[Grml] Re: nVidia in a boot anywhere system

Mark or2uvma02 at sneakemail.com
Wed Feb 1 21:38:11 CET 2006


> 
> No OS boots "any" PC ;-)

Of course, that's why I used "quotes."  Anyway, it should boot machines
that have nVidia and machines that don't.

> 
> > List exact steps to get nVidia support.  
> 
> Yes, Sir!
> 
> Some kind of politeness would increase our motivation significantly, at
> least mine.

I was not impolite; you read too much between the lines.  Please, I am
sincerely asking for help.  I love GRML and want to "do it right" so I
don't create a mess out of (my own) ignorance -- and then have to bother
GRML with senseless questions.  That is why I ask for exact steps.

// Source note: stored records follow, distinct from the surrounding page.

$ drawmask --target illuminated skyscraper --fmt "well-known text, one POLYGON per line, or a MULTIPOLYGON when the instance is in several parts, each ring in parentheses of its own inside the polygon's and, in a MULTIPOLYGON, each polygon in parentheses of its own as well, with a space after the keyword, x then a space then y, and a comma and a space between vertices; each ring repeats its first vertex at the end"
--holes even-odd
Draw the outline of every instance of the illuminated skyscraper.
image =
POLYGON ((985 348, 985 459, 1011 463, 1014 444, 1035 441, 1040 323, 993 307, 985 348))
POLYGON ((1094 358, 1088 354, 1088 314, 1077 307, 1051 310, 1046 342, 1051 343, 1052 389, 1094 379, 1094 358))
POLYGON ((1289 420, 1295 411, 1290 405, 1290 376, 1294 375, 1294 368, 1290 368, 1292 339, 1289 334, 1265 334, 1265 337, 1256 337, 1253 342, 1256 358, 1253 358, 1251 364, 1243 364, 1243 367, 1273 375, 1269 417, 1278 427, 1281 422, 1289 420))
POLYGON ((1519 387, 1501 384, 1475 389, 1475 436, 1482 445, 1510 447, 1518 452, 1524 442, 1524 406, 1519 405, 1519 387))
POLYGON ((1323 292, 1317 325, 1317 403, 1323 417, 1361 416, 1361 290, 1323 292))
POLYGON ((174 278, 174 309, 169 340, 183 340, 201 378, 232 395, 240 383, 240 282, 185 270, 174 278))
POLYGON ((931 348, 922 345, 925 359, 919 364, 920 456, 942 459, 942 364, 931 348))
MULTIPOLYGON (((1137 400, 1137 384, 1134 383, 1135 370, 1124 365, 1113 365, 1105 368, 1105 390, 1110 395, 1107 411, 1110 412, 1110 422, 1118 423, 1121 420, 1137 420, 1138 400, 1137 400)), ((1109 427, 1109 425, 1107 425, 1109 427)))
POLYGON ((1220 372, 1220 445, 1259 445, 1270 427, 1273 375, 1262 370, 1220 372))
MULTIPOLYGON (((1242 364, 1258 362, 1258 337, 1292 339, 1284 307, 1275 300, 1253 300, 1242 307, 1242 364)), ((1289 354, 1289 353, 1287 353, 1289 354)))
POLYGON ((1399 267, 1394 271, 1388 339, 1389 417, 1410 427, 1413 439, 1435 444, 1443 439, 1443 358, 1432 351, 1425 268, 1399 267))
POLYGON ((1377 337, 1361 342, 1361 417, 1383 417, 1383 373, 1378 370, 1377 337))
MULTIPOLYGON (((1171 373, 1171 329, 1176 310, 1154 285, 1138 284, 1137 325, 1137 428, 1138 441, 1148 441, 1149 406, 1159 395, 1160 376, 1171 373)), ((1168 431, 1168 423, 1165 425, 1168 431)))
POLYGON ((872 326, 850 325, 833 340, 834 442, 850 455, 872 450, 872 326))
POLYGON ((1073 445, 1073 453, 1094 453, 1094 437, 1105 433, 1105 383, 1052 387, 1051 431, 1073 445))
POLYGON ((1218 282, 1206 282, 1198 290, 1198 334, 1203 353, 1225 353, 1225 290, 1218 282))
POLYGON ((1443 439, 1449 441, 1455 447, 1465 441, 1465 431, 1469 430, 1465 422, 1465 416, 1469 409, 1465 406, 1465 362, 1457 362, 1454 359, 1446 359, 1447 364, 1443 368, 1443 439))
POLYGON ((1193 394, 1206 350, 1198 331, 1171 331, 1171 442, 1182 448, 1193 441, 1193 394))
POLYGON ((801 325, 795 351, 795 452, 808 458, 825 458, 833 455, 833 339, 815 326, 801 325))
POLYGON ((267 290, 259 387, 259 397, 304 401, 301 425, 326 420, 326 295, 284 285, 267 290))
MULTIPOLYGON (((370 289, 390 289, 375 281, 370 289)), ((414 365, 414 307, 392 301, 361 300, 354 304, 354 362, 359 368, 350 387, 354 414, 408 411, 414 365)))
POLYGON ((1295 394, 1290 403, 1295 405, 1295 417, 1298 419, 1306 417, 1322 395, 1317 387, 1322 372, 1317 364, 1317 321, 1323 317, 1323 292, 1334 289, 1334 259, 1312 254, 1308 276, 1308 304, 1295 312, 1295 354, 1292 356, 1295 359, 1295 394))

nVidia support has been a troublesome Linux issue for a long time.  I am
not an expert, but I know that much about nVidia, which is why I ask
exactly how to do it in GRML before changing the user machines.  (They
complain a lot when things are not right, and I look bad, and GRML looks
bad to them.)

There is not a lot of traffic on the GRML mailing list.  Also, I do not
bother you with "how do I install GNOME?" and such questions.  I focus
on hardware/driver issues.  I do not feel bad asking about those, even
if the answer is "obvious" to you.


> Just give it a try. BTW: It's not a kernel replacement, just a kernel
> module.

There is a 1.4M file in GRML repository called
nvidia-kernel-2.6.15-grml_1.0.8178-1+grml.07_i386.deb 

The file does not say "module" anywhere, so the name confused me.  It
looks (to me) like a full kernel replacement.  Not saying it's wrong,
just explaining how I got that impression.

Thank you for the outstanding work on GRML 0.6 everyone.